Besides scheduling a landing time, we can also design a runway reservation system that has more information about scheduled landings, such as the most recent scheduled landing time or the least recent landing time. Using a binary search tree, we can support queries: $\text{search}$, $\text{minimum}$, $\text{maximum}$, $\text{successor}$, $\text{predecessor}$. Also, we will examine these operations and discuss how to make each one run in $O(h)$ on any binary search tree of height $h$.

Searching

We use the $\text{search}$ algorithm to search for a node with a key $k$ in a binary search tree. Parameters to this function are a pointer to the root of the tree and a key $k$. The function returns a pointer to a node with a key $k$ if one exists; otherwise, it returns $\text{None}$.

def recursive_search(x, k):
    if x is None or k == x.key:
        return x
    elif k < x.key:
        return recursive_search(x.left, k)
    else:
        return recursive_search(x.right, k)

The procedure begins its search at the root and traces a simple path downward in the tree. For each node $x$ it encounters, it compares key $k$ with $x.key$. If the two keys are equal, the search terminates and returns a pointer to node $x$ where $x.key = k$. If $k$ is smaller than $x.key$, the search continues on the left subtree of $x$ because the binary-search-tree property proves that $k$ could not be stored in the right subtree. Symmetrically, if $k$ is larger than $x.key$, the search continues on the right subtree. In the worst case, we go from the root to a leaf of the tree and may or may not find a node with key $k$. Hence, the running time of the searching procedure is $O(h)$, where $h$ is the height of the tree.

This procedure can be implemented iteratively by using a while loop. On most computers, the iterative version is more efficient because computers do not need to allocate additional memory for the call stack.

def iterative_search(x, k):
    while x is not None and k != x.key:
        if k < x.key:
            x = x.left
        else:
            x = x.right
    return x

Below is the image of the path that the algorithm goes through to find a key.

To search for the key $45$ in the tree, we follow the path $51 \rightarrow 43 \rightarrow 46 \rightarrow 45$ from the root

Minimum and maximum

To know what is the most recent landing time or the least recent one, we can use the $\text{minimum}$ and $\text{maximum}$ operation on a binary search tree that stores scheduled landing times. To find a minimum key in the tree, we keep following the left subtree from the root until the left subtree is $\text{None}$.

def minimum(x):
    while x.left is not None:
        x = x.left
    return x

The binary-search-tree property guarantees that $\text{minimum}$ is correct.
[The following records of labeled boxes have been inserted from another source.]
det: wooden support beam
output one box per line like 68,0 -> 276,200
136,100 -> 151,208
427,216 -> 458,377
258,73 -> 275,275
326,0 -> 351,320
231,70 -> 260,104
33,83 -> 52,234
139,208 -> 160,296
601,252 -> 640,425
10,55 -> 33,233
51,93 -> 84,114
If a node $x$ has no left subtree, all nodes in the right subtree of $x$ are not smaller than $x.key$. Hence, the minimum key of the subtree rooted at $x$ is $x.key$. If node $x$ has a left subtree, the node with a minimum key in the subtree rooted at $x$ is the left-most node of the bottom level since no node in the right subtree is not smaller as $x.key$ and every key in the left subtree is not larger than $x.key$.

Symmetrically, we can keep following the right subtree to find a maximum key.

def maximum(x):
    while x.right is not None:
        x = x.right
    return x

The running time of these algorithms is $O(h)$ on a tree of height $h$.

Successor and predecessor

Given a scheduled landing time $t$, sometimes we need to find the next landing time (successor), for example, to know if we can accept a new landing time request between these times. If all keys of a binary search tree are distinct, the successor of node $x$ is the node with smallest key greater than $x.key$. We can find the successor of node without comparing keys thanks to the binary-search-tree property.

def successor(x):
    if x.right is not None:
        return minimum(x.right)
    while x.parent is not None and x is x.parent.right:
        x = x.parent
    return x.parent
    

To find the successor of node $x$, we have to consider two cases:

• Case 1: If $x$ has a right subtree where all keys are larger than $x.key$, the next larger key will be the minimum key of the right subtree of $x$.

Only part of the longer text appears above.